When I read about activation functions , I read that the reason we don't use step function is because, it is non differentiable which leads to problem in gradient descent.
I am a beginner in deep learning , as Relu is almost a linear function and also non differentiable where it touches x-axis , why it performs so much better than tanh or sigmoid functions. And why is it so widely used in Deep learning.
As it is non differentiable doesn't it affect in training?


Posted 2020-09-16T05:30:40.640

Reputation: 544

Pragmatically, it doesn't, you just include zero into the left half (-inf, 0]. You can read about subgradient, which is conceived exactly to solve such problems. – ptyshevs – 2020-09-16T06:05:47.067

For ReLU we use subgradient method. – Media – 2020-09-16T17:26:17.993



A step function is discontinuous and its first derivative is a Dirac delta function. The discontinuity causes the issue for gradient descent. Further the zero slope everywhere leads to issues when attempting to minimize the function. The function is essentially saturated for values greater than and less than zero.

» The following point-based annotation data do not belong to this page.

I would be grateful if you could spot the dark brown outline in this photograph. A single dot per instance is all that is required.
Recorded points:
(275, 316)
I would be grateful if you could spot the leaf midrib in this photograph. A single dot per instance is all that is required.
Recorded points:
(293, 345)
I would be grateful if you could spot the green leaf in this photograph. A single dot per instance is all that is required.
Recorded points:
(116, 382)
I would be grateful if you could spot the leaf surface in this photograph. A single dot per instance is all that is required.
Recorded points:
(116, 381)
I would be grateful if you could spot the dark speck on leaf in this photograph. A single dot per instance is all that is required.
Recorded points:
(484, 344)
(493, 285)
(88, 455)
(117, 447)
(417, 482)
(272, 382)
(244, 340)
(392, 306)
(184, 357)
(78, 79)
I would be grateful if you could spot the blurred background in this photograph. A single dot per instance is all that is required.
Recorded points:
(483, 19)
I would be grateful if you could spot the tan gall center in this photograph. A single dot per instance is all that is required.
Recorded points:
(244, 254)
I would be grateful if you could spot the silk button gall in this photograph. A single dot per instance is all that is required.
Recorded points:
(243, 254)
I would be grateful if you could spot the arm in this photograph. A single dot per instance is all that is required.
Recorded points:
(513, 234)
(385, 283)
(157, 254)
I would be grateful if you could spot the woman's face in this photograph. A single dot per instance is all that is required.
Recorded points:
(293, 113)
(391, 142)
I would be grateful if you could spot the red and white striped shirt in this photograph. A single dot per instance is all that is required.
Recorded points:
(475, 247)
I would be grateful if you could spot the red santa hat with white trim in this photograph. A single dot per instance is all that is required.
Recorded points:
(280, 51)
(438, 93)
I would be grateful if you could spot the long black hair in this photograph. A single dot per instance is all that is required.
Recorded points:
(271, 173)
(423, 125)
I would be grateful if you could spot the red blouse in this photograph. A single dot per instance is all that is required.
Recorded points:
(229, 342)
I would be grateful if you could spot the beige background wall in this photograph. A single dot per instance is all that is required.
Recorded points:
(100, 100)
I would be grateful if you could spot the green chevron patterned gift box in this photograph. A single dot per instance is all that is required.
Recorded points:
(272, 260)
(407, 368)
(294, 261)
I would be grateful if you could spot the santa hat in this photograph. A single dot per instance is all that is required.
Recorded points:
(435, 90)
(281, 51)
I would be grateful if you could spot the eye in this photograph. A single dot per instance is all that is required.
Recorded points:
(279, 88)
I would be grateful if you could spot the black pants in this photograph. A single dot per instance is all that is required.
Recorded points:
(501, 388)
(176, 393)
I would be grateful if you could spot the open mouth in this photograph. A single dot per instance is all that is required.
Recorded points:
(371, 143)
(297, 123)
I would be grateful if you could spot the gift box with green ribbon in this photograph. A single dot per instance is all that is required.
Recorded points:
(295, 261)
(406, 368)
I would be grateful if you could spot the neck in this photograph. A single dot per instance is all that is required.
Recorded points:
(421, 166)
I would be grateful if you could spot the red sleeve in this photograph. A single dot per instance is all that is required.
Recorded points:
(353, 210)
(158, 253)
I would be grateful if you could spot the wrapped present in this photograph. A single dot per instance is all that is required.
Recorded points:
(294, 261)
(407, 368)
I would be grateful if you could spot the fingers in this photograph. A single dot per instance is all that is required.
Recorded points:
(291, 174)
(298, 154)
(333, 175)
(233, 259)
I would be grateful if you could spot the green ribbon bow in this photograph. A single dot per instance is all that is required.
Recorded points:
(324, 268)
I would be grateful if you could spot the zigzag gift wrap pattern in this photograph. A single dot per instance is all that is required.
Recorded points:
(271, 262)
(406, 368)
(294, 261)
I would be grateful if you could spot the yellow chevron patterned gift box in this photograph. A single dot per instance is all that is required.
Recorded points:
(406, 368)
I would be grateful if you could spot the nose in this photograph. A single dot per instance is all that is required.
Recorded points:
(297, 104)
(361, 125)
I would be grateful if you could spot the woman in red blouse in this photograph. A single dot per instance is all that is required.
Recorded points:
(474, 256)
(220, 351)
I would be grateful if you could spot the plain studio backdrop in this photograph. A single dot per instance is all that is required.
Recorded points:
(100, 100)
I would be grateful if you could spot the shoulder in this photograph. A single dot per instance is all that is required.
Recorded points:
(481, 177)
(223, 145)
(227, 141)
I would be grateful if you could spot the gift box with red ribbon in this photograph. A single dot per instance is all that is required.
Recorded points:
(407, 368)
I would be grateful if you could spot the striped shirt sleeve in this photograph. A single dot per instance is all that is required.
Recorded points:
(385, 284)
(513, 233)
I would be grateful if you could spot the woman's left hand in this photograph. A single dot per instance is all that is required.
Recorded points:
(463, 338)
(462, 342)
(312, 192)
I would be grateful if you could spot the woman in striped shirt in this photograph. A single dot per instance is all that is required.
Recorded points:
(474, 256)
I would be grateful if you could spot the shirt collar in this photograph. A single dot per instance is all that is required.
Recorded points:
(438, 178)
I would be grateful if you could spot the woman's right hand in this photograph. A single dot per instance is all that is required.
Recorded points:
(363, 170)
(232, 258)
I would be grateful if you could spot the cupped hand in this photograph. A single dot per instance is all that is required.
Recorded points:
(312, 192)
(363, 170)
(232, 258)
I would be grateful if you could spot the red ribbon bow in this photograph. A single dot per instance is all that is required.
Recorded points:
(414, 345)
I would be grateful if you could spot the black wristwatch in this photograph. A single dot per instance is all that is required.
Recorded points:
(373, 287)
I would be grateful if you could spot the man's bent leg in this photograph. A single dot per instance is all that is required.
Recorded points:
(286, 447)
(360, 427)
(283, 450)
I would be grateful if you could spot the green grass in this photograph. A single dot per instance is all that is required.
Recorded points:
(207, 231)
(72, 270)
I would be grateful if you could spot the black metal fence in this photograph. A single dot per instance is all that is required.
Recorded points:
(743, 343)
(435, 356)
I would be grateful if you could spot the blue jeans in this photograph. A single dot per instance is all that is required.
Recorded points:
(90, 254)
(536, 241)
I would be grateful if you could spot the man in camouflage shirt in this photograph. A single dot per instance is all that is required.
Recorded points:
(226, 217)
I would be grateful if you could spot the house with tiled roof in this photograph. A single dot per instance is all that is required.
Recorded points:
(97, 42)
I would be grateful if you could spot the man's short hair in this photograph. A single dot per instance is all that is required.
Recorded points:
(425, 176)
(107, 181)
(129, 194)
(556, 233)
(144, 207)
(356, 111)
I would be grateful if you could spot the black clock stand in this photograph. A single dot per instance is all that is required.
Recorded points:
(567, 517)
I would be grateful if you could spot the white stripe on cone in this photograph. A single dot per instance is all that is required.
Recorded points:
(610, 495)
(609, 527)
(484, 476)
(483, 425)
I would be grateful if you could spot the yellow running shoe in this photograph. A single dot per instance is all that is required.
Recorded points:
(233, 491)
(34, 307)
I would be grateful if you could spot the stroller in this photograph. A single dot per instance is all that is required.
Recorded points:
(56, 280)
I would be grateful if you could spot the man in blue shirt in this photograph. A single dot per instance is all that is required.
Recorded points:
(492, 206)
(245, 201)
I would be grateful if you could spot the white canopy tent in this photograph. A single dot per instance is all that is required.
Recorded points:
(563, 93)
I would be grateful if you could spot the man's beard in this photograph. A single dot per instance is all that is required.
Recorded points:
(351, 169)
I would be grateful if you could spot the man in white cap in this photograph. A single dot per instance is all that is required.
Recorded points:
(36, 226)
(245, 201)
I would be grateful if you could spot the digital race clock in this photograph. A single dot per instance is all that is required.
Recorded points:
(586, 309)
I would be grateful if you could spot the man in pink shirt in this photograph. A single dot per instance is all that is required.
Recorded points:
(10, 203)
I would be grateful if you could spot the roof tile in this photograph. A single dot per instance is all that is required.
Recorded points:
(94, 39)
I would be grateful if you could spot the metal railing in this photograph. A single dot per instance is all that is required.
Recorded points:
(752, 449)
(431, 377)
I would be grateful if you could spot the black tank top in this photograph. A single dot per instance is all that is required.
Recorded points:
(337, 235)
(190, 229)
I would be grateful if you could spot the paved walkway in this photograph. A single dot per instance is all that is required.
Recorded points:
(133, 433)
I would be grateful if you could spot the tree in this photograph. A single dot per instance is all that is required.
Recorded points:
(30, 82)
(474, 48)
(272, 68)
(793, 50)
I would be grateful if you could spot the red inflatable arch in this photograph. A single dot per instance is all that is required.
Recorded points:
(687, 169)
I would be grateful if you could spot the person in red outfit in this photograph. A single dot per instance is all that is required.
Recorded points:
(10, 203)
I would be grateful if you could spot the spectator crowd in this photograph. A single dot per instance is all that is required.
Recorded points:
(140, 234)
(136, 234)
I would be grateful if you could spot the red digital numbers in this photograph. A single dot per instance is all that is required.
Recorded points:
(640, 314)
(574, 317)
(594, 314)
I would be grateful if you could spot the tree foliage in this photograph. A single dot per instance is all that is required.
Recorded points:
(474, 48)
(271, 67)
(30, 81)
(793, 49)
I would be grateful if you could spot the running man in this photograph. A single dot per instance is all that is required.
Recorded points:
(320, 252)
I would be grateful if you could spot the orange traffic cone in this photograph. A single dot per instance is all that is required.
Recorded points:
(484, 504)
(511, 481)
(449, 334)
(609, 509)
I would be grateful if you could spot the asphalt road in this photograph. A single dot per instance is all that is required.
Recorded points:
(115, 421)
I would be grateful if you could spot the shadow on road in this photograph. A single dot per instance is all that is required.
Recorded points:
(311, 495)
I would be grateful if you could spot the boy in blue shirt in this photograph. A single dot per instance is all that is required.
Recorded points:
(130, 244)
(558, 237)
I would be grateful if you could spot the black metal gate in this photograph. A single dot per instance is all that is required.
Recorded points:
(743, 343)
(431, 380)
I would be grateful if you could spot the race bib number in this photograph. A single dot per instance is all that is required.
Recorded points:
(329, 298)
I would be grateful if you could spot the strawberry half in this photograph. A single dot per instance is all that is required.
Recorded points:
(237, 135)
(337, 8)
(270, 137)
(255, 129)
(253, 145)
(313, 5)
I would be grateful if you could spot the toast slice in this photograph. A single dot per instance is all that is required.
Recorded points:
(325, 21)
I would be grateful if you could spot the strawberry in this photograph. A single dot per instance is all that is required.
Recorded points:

By contrast RELU is continuous and only its first derivative is a discontinuous step function. Since the RELU function is continuous and well defined, gradient descent is well behaved and leads to a well behaved minimization. Further, RELU does not saturate for large values greater than zero. This is in contrast to sigmoids or tanh, which tend to saturate for large value. RELU maintains a nice linear slope as x moves toward infinity.

The issue with saturation is that gradient descent methods take a long time to find the minimum for a saturated function.


  • Step function: discontinuous and saturated at +/- large numbers.
  • Tanh: Continuous and well defined, but saturated at +/- large numbers.
  • Sigmoid: Continuous and well defined, but saturated at +/- large numbers.
  • Relu: Continuous and well defined. Does not saturate at + large number.

Hope this helps!


Posted 2020-09-16T05:30:40.640

Reputation: 6 358

2ReLU does saturate at large negative number, resulting in dead neuron – ptyshevs – 2020-09-16T07:37:19.523

Thank you so much . Does saturation mean that the value does not change at higher values ?? Also does non differentiability of a function does not effect its training ? – Shiv – 2020-09-16T10:20:12.433

2Saturation is more about gradient than about the function value. Basically, gradient of sigmoid(10000) and sigmoid(100000) is almost the same, although the values are very different. Saturation can be an issue if gradient tries to pull function away from the saturation value. It will take a lot of update steps to do so – ptyshevs – 2020-09-16T12:15:10.600

@ptyshevs, good point. This was a typo. Yes, you are absolutely correct that the slope for negative values is identically zero. – AN6U5 – 2020-09-16T16:58:24.290

@ptyshevs thank you so much – Shiv – 2020-09-18T01:46:01.773